Anatol lächelte breit und zeigte seine makellosen Zähne. Sein Aussehen erinnerte Angermüller an die Popstars, die seine 13-jährigen Töchter auf Plakaten an den Wänden ihrer Zimmer hängen hatten. Er war ein ausnehmend hübscher Junge, und wie ein Kochlehrling sah er nach landläufiger Vorstellung jedenfalls nicht aus.

»Und du bist gut?«

»Ja, ich glaub schon«, nickte Anatol und sah Angermüller dabei direkt an. Solch eine unverschämte Selbstsicherheit konnte man wohl nur in diesem Alter an den Tag legen, dachte Angermüller amüsiert.

»Ich bin der Einzige, der schon öfter Auftritte in der Show hatte. Und auch die Zuschauer fanden mich gut.«

»Aha. Woher weißt du das?«

»Na ja, es kamen halt Mails und Anrufe. Die Leute wollten wissen, wer ich bin und so, und ob ich noch öfter dabei sein werde.«

»Was hast du denn gekocht?«

»Gekocht habe ich nicht direkt. Ich habe assistiert.«

Und sogleich zählte der junge Mann so einiges auf, um seine Fähigkeiten ins rechte Licht zu setzen.

»Ich habe zum Beispiel Orangen filettiert, einen Tafelspitz aus einer Rinderkeule geschnitten, Nudelteig gemacht, einen Seewolf portioniert – das ist vor laufender Kamera nicht ganz leicht.«

»Da gebe ich dir recht. Das ist auch ohne Kamera nicht einfach«, nickte Angermüller. »Und was ist dein Glanzstück? Was gelingt dir beim Kochen am besten?«

»Eigentlich gelingt mir immer alles«, auf Anatols Gesicht erschien wieder dieses unwiderstehliche Lächeln. »Aber wenn ich wählen dürfte, würde ich einen schönen Tafelspitz kochen und dazu mein Kartoffel-Pastinaken-Püree mit gerösteten Walnüssen.«

»Ach, und wie würdest du den Tafelspitz zubereiten?«

Jetzt war Angermüllers Interesse geweckt. Vielleicht würde er ja hier einen Tipp für ein neues Rezept entdecken, mit dem er Steffens Variante, die er am nächsten Abend kennenlernen sollte, noch übertreffen könnte.

»So wie der Chef, in Pinot Noir, nur mit erstklassigen Zutaten. Das ist das A und O. Und Geduld.«

»Würdest du mir denn das Rezept verraten?«

»Oh Mann!«, rief Jansen in gespielter Verzweiflung. »Sind wir mal wieder beim Thema?«

»Also wir haben jetzt keine Zeit, Kochrezepte zu sammeln. Die Pflicht ruft.«

Teschner und Anja-Lena Kruse erhoben sich.

»Der Kaffee war gut, danke!«, meinte Teschner dann noch zu Anatol.

»Freut mich«, nickte der und wandte sich wieder an Angermüller.

»Sehen Sie auch immer unsere Sendung?«

»Äh, nicht direkt. Ich koche nur ab und zu ganz gern.«

»Ach so.«

Diese Aussage schien Anatol eher enttäuschend zu finden, und er erläuterte: »Weil ich wahrscheinlich demnächst den Tafelspitz in der Sendung kochen darf. Dann finden Sie das Rezept sowieso im Internet.«

»Na gut. Dann danke für den Tipp! Was möchtest du denn machen, wenn deine Ausbildung beendet ist?«

 

»Fernsehkoch.«

»Anatol!«

»Ja, Chef?«

Kaum war vom Flur Leboutons Stimme zu hören, sprang der Junge hoch und lief zur Tür.

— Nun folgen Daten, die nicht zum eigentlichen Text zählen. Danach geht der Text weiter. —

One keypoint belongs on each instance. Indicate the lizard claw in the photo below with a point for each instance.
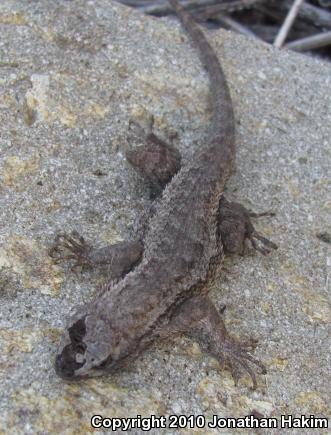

»Ah, hier steckst du!«, Lebouton kam herein und gab seinem Lehrling einen leichten Klaps hinters Ohr. »Da kann ich ja lange suchen.«

Aber es war wohl nett gemeint, denn er zeigte auf Anatol und fügte an: »Hier meine Herren: mein bestes Pferd im Stall! Und jetzt ab ins Studio, du wolltest doch noch was für den Spargel vorbereiten, dachte ich!«

Fragend sah Anatol zu den Kommissaren.

»Wir waren ja eh fertig. Dann wollen wir dich nicht länger aufhalten!«

»Tja, dieser hübsche junge Mann wird es einmal weit bringen. Nicht nur weil ihm die Mädchen begeisterte Mails schreiben. Er ist nämlich ein echtes Naturtalent!«, meinte Lebouton und blickte Anatol nach, als er gegangen war. »Er ist ehrgeizig, experimentierfreudig, hungrig auf Neues. Ein wenig erinnert er mich an mich selbst, als ich so jung war wie er …«, nachdenklich sah er zu Boden. »Ist lange her.«

Zum ersten Mal wirkte der berühmte Koch ein wenig menschlicher, nicht mehr so glatt und perfekt. Er strich sich mit der Hand über die Augen. Eine gewisse Müdigkeit schimmerte durch.

»Sind Sie fertig mit der Aufzeichnung?«

»Mit der zweiten heute meinen Sie? Leider noch nicht. Wir mussten unterbrechen, weil unser Kandidat aus der Endrunde sich beim Gemüseschneiden verletzt hat.«

»Oh, so schlimm?«

»Nicht so dramatisch. Es hat halt geblutet, und jetzt muss er erst einmal verarztet werden. Mal sehen, wie wir das hinkriegen, wo die Zuschauer doch glauben sollen, die Sendung wäre live. Na ja, das soll nicht mein Problem sein. Das muss die Regie reparieren.«

»Ihre Sendung ist sehr beliebt«, stellte Angermüller fest.

»Ja, ›Voilà Lebouton!‹ ist auch nach sieben Jahren immer noch sehr erfolgreich.«

Lebouton straffte sich und setzte sein Profilächeln auf.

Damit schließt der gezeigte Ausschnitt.